早速、蒸留所の中へ。今日は糖化、醗酵、蒸留とすべての作業が行われている。原料麦芽の粉砕工程の説明では、ミルの説明から麦の品種、粉砕麦芽のハスク、グリスト、フラワーとその比率とそれぞれの役割、出来上がる麦汁の糖度の関係などを丁寧に説明していただいた。続く糖化工程では糖化槽から麦汁を抜き取っていく作業が行われていた。この工程は少しずつバルブをあけ繊細に行われる熟練が必要な作業で最近、やっと時間通りに終わるようになったということだった。社員みんながウィスキー作りに精通した熟練ばかりではないので、一つ一つの作業をデータを取りながら経験を積みながら進めているようだ。
2月に来たときにはピカピカ輝いていたスティルは少し色が変わっていた。今のところ、原料の麦芽はアンピーテッドの物を使っているそうだ。作業の熟練度、醗酵槽や蒸留器のクセや特製を見るためにそうしているそうだ。ピーテッドの麦芽を使用すると似た物ばかりが出来上がってしまい出来たスピリッツの状態を分析するには不向きなのだそうだ。データの収集が出来たらピーテッド麦芽も使っていく予定だそうだ。小さい蒸留所ゆえ小回りの効く飲み手の喜びそうな造り分けがアイディアが伊知郎氏の頭の中には詰まっていそうだ。

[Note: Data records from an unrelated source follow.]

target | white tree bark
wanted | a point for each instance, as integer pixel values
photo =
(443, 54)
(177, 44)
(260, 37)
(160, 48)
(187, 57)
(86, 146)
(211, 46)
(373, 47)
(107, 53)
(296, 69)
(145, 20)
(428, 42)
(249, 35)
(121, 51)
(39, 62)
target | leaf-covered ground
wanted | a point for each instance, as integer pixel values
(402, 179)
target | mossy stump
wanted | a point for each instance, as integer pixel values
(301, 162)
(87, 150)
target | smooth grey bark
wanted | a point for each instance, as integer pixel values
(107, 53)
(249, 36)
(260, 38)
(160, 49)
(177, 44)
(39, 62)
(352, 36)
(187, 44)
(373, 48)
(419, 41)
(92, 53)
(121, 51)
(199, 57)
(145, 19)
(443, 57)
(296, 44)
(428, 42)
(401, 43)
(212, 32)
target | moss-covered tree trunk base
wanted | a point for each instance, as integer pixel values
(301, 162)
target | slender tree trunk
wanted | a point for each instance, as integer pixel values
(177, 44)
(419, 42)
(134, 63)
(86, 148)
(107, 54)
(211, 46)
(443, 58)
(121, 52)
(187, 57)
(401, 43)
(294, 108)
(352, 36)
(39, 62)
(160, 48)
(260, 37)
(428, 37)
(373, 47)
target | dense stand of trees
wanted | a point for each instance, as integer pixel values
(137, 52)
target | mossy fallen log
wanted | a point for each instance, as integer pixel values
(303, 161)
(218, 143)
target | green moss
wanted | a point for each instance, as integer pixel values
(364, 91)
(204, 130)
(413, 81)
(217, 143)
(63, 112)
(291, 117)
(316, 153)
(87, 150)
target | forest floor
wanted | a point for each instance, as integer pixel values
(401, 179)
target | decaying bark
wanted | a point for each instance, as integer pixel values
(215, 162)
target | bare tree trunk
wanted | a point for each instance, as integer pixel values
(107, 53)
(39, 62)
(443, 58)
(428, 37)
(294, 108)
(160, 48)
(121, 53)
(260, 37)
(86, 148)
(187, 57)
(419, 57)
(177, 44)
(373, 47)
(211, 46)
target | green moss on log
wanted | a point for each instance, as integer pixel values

伊知郎氏の説明も一通り終わり樽について立ち話をしていると周りでは… 「クンクン、クンクン」「?」「!!」ダボ穴に鼻を近づけ臭いを嗅ぎ出す。 「この樽はよさそうだ」「いやこっちだ!」などと勝手なことをいいながら貯蔵庫の中で宝探しさながら楽しそうな皆さん。 「で、マスターどの樽買うの?」 「肥土さん、いくら?」 「まだ値段ついてないので…なんとも…」 「じゃあ値段決めたら教えてください。みんなで買いますから!」 貯蔵庫から外に出て本日のサプライズ!

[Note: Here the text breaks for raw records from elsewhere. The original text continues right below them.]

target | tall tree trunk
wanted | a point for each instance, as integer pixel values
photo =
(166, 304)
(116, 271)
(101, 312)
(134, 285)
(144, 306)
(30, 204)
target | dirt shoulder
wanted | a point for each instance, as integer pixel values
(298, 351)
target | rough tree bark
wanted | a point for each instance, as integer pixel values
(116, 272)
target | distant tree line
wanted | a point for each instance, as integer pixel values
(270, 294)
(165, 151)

作り手と飲み手をつなぐのが我々バーマンをはじめとする売り手の仕事。これからも時にはカウンターから離れ秩父の自然に囲まれた蒸留所を訪ねる機会を作っていきたいと思う。我らのローカル・ウィスキーはますます近い存在になっていくに違いない。ヨーロッパで絶賛されても、世界一になっても最も身近なウィスキーであり続ける存在に違いない。作り手一人ひとりの顔が思い浮かぶ酒は一層味わい深いのである。遠いアイラより近い秩父の時代はもっと豊かな酔いの時代の到来を意味するのかもしれない。